Wednesday, February 15, 2006

Why the "city that never sleeps" may be putting us to bed.

It’s safe to say we have all grown a bit tired with New York nightlife. If I find myself one more time on the corner of 27th and 10th I may have to throw myself onto a moving taxi. Or at least, I would try. But they’re all at a stand-still.
First there was Bungalow. Then Marquee. Then Cain. But in the last year alone we’ve witnessed the birth of Home, Guesthouse, Bed and Stereo just to name a few. West Chelsea has turned into Mardi Gras—a drunken mess of tourists and wannabes.

Last week I found myself on the rare tour of the West Chelsea club circuit. I know, I know, but it was Fashion Week and some friends were in town and well, it just kinda happened. So when I got inside I desperately tried to search for something appealing. Familiar faces? No. Good DJ? Not really. Intimidatingly cool crowd? Absolutely not. So if all of New York’s “hottest” clubs completely fucking suck, what do people do for a good time in this town?

Now for me personally, I can have fun in a cardboard box. All I need is a stiff drink and a loaded iPod. But what about those people that need more direction? Who crave the scene? I mean honestly, where have all the club kids gone? And if you tell me fucking Encore, that’s it.

Though some will say, it’s Happy Valley. I happened to stumble in there last week for the after party of the Heatherette fashion show. Now, we’re all familiar with Richie Rich and his freakish little antics, but this crowd was a force to be reckoned with. I mean there were swings, and tutus and orange Mohawks. Not to mention, enough iridescent periwinkle eye shadow to paint the town purple. We did one lap and were out. “What the fuck was that all about?” we thought.

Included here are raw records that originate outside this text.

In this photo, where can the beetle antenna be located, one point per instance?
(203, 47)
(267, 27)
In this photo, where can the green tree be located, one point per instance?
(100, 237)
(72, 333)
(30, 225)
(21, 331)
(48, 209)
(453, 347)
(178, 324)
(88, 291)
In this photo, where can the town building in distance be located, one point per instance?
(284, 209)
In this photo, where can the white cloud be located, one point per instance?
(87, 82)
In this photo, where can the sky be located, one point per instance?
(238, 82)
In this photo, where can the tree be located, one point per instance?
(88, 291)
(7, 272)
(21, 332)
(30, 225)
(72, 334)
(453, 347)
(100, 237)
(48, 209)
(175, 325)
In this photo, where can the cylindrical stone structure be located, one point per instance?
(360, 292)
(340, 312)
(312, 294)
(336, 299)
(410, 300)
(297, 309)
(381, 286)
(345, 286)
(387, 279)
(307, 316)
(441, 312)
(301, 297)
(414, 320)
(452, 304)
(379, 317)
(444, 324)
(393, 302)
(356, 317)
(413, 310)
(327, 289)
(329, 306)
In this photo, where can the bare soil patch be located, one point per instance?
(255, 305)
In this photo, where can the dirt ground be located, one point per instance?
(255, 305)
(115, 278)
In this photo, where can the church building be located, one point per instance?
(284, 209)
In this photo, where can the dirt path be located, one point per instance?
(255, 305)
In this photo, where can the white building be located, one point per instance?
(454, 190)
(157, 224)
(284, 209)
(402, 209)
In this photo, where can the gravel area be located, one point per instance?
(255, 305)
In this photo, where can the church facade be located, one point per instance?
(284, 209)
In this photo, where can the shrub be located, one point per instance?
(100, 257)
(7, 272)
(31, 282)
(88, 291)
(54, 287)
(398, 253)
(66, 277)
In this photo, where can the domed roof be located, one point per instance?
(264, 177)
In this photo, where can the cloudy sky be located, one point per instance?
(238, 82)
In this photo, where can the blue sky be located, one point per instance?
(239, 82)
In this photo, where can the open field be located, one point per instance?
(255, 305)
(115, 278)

A week later I picked up the most recent issue of New York magazine only to find an album of images from that freakish night out. They were included in an article chronicling the return of Susanne Bartsch, the 55-year-old “underground iconoclast” whose 1980’s club promoting “cured New York of its post-disco hangover.” Like myself, she feels that “the state of nightlife today, it’s dismal! The clubs are soulless, dollar-driven. There is no energy.” So as a result, she has risen from her tomb of obscurity to host the Tuesday freak-fest at Happy Valley. But I honestly just didn’t get it.

So what does that make me? I am tragically cliché? Just bourgeois and bored? I hope not. Now, we may love our 80’s music, watch every John Hughes/Molly Ringwald marathon, and leggings have returned as this year’s True Religion jeans, but 80’s-style clubbing? Can our generation really hang? I mean, we were just wee little things back then. The raciest I got was mimicking the Thriller dance in front of the TV. Now I’m supposed to party like Susanne Bartsch? Or understand where she’s coming from with all this crazy masquerading? I don’t know about all of that.

The world has changed since then. We’ve had AIDS. We’ve had war. We’ve had hip-hop. And we’ve reacted to all of it. We’ve created a conformist society that we all—maybe reluctantly—are a part of. So does that make us boring? I guess. Or more maybe we’re just more realistic than we are voyeuristic. And personally, I think that’s a good thing. Now if I could just find myself I decent good time I’d be all set.

Final Word: Although truly decadent days may be behind us, that’s no reason to stop the party.